I know you are wondering how on earth kids are going to design their dream house and you are going to be so surprised! It’s a paper/pencil activity. All you need is graph paper, markers, and the requirement sheet.
- Practice finding the area of shapes.
- Draw the room dimensions.
- Have a little fun with crazy over-the-top rooms.
- Calculate the total area of the house.
- Determine the cost of the house!
Practice, Practice, Practice
Let’s be honest- this is a tricky skill. Students have a hard time remembering the difference between area and perimeter and how to find both measurements. Let me show you a fantastic way to practice this skill. You need some blue painter’s tape!
Just place the tape in various shapes using the tiles on your floor as a guide. I always include squares, rectangles, and some odd shapes like the one in the above photo.
To teach students how to find the perimeter I sit on the floor and show them that the side of one floor tile is one measure. Then I walk around on the blue tape and count off each measure. That’s the perimeter. I also leave a pencil on the spot I started on so I will know where to stop. Ha! After they practice a few of these then we move on to finding the area.
For this one, I walk across the shape and step on each square. The number I end up with is the area of the shape. And we use the number SQUARED! They totally get this because we are stepping on squares! This is such a wonderful way for students to visually see the perimeter is around the edge- the blue tape. And the area is inside the tape – all the inside squares. I hand them some graph paper and their job is to walk to each shape I have created, draw it, then count the perimeter measure and the area measure.
They really have fun doing this and can we talk about how “hands-on” this is! It’s great practice for getting ready for this challenge.
Moving on to the DREAM HOUSE
Students have graph paper and a requirements sheet. Their dream house must have certain rooms. After they draw the required rooms they are free to add their own options.

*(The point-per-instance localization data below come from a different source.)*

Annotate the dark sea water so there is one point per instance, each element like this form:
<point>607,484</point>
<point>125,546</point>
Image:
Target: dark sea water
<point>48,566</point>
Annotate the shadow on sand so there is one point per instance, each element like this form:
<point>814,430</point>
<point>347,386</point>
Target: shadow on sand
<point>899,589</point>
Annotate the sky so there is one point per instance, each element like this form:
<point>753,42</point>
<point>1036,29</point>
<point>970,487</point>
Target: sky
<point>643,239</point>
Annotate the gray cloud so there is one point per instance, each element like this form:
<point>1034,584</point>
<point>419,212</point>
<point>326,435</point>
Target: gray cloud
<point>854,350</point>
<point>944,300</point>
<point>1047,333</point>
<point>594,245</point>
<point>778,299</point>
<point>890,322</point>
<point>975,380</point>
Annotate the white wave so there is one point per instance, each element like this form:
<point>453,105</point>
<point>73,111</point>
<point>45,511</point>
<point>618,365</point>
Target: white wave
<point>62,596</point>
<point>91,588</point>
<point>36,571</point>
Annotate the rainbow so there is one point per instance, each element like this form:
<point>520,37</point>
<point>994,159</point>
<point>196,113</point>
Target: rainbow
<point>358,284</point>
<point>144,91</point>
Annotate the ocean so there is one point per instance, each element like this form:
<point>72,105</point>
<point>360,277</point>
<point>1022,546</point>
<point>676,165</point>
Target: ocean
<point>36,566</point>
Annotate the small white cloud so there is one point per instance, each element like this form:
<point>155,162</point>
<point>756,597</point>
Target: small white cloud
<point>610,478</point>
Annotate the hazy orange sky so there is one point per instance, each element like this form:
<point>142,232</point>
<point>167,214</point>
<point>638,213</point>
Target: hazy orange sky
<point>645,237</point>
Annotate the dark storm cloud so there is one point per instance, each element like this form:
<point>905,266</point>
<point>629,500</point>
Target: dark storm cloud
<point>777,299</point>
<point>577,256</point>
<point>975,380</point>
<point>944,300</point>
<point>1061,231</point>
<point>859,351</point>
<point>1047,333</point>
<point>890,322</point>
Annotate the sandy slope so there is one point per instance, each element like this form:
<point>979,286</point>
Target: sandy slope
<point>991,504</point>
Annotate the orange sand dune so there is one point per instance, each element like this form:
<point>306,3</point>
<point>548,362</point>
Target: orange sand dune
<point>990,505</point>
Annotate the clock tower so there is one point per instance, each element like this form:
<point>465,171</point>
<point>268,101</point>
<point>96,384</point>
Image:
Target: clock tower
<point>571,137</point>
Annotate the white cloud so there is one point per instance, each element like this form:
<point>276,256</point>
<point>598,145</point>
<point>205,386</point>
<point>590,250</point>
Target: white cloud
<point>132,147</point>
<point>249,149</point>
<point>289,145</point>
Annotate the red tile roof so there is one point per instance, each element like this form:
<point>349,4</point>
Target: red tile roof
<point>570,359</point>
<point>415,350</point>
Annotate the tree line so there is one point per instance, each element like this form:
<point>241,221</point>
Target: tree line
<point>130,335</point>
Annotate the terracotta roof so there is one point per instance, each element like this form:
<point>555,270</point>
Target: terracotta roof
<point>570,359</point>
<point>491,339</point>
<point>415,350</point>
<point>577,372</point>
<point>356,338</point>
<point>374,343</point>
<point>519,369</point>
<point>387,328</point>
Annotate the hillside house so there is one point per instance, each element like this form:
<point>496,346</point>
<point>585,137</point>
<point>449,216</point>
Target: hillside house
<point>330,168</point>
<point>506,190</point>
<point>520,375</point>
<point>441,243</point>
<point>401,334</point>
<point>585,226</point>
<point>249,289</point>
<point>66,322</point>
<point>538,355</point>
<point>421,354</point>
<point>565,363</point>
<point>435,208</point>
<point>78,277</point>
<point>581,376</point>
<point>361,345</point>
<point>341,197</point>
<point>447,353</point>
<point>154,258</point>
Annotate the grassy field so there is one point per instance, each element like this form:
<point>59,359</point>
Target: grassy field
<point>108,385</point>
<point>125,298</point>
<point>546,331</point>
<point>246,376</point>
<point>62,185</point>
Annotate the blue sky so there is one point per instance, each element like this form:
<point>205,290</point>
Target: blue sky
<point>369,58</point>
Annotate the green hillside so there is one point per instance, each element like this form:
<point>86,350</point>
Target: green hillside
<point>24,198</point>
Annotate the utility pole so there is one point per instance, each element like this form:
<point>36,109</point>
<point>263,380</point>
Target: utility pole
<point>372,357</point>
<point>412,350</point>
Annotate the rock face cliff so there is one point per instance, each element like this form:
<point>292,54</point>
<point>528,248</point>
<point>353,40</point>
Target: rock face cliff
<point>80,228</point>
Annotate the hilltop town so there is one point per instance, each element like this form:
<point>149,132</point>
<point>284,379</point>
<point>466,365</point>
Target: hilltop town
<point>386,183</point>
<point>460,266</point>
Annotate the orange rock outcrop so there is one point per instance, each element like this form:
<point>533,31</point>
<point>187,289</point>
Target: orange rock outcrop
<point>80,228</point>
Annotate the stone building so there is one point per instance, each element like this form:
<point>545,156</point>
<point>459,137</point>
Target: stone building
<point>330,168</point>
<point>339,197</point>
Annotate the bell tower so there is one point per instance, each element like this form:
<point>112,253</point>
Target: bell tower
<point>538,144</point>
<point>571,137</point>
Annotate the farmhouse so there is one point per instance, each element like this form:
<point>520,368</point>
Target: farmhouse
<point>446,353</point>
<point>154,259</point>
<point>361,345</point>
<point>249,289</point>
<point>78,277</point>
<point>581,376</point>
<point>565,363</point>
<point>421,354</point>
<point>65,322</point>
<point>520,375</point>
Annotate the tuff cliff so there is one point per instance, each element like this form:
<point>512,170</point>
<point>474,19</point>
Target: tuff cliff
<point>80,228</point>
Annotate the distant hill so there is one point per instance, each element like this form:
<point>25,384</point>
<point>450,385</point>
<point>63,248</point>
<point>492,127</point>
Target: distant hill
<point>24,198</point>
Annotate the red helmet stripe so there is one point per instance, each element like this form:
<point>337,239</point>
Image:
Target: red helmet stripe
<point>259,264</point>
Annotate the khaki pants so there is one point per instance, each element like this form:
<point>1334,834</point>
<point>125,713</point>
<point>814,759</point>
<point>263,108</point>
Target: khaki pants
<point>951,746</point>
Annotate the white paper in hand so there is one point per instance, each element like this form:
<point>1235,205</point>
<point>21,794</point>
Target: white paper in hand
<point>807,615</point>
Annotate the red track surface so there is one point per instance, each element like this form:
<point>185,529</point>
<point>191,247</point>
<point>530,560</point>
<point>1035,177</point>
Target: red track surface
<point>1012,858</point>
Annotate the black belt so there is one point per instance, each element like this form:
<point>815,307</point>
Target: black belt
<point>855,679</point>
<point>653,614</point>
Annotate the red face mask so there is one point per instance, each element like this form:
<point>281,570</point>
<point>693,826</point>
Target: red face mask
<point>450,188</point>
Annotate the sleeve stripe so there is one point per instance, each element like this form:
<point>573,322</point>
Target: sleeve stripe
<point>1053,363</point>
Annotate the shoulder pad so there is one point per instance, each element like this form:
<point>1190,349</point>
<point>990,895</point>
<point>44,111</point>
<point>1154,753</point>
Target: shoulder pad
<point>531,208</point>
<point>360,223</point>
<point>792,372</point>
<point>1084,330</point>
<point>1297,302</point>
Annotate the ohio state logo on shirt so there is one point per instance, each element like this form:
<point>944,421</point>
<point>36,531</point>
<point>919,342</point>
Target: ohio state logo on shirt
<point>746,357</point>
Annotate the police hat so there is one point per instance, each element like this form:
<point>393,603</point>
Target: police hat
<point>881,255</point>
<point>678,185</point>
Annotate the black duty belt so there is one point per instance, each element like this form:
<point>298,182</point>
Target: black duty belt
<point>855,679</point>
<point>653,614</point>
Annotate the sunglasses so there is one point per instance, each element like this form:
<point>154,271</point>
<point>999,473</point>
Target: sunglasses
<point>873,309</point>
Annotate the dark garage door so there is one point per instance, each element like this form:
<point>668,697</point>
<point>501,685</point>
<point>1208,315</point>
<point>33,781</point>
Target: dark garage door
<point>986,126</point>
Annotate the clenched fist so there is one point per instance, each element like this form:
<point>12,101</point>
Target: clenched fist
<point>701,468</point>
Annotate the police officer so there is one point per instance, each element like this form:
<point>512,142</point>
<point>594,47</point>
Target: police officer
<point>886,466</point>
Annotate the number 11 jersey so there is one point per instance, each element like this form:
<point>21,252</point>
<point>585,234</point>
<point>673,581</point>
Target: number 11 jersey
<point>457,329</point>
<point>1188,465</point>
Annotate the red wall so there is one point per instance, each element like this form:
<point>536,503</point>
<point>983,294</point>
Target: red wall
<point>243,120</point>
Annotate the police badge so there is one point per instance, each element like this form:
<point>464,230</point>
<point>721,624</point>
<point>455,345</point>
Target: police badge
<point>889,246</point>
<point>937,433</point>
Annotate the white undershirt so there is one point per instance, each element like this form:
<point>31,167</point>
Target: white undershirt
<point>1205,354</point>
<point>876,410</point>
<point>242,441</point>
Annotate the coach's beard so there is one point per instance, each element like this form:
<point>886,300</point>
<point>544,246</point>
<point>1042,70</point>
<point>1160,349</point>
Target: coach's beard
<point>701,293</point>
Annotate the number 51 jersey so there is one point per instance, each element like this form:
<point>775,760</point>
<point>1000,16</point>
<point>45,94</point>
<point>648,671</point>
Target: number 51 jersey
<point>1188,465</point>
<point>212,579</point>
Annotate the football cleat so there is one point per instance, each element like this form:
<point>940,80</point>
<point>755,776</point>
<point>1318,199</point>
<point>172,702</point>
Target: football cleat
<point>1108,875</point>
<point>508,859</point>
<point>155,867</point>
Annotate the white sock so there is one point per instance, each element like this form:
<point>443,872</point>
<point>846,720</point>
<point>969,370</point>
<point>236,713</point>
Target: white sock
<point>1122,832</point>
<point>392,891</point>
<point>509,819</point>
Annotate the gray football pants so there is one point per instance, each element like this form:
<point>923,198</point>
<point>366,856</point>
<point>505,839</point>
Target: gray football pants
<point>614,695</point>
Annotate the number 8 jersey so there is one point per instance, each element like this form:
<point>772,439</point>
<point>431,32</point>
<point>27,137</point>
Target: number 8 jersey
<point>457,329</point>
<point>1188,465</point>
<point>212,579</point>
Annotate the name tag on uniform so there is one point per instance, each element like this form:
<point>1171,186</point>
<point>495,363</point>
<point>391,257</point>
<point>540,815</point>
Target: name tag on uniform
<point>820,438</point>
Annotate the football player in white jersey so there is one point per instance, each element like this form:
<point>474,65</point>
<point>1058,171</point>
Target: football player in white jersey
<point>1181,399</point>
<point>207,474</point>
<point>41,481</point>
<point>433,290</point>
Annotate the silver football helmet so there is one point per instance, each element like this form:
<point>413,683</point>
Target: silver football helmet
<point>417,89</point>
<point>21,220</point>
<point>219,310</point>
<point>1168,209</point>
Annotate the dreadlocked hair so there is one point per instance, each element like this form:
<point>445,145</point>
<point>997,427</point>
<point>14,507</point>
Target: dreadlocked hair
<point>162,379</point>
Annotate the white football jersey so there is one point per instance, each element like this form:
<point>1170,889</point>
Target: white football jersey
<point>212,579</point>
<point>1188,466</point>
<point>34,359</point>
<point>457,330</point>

I added the required rooms after trying this challenge with a test group. I found that most of the students drew elaborate rooms, like basketball courts and donut shops but somehow did not have a kitchen. I guess they could just always eat donuts!
Adding Those Crazy Dream Rooms
With any space they have leftover students are free to add their own ideas for rooms. It only takes one person to announce they are having an indoor pool and the students take off with this idea. Soon there are libraries, gyms, water slides, and movie theaters.
You can see some of the additions this student had and you can also see that he is working on the room dimensions on his requirement sheet. This is where the learning starts!
Calculating the Dream House Area
For each room in the house, students must list its area. They must write the dimensions and then the area in square units.
You can see in the above photo that this house had 718 square units. And now, it gets really eye-opening! Students multiply their square units by a dollar amount to find the total cost of this dream home. They will actually gasp when they see that their house will cost more than $150,000!
Of course, it is at this point that I also bring in a talk about the size of the units on their paper. If each of the squares on their grid sheet is a one-foot square then the home they are dreaming of will fit inside our classroom. They have the dimensions of a tiny, tiny home.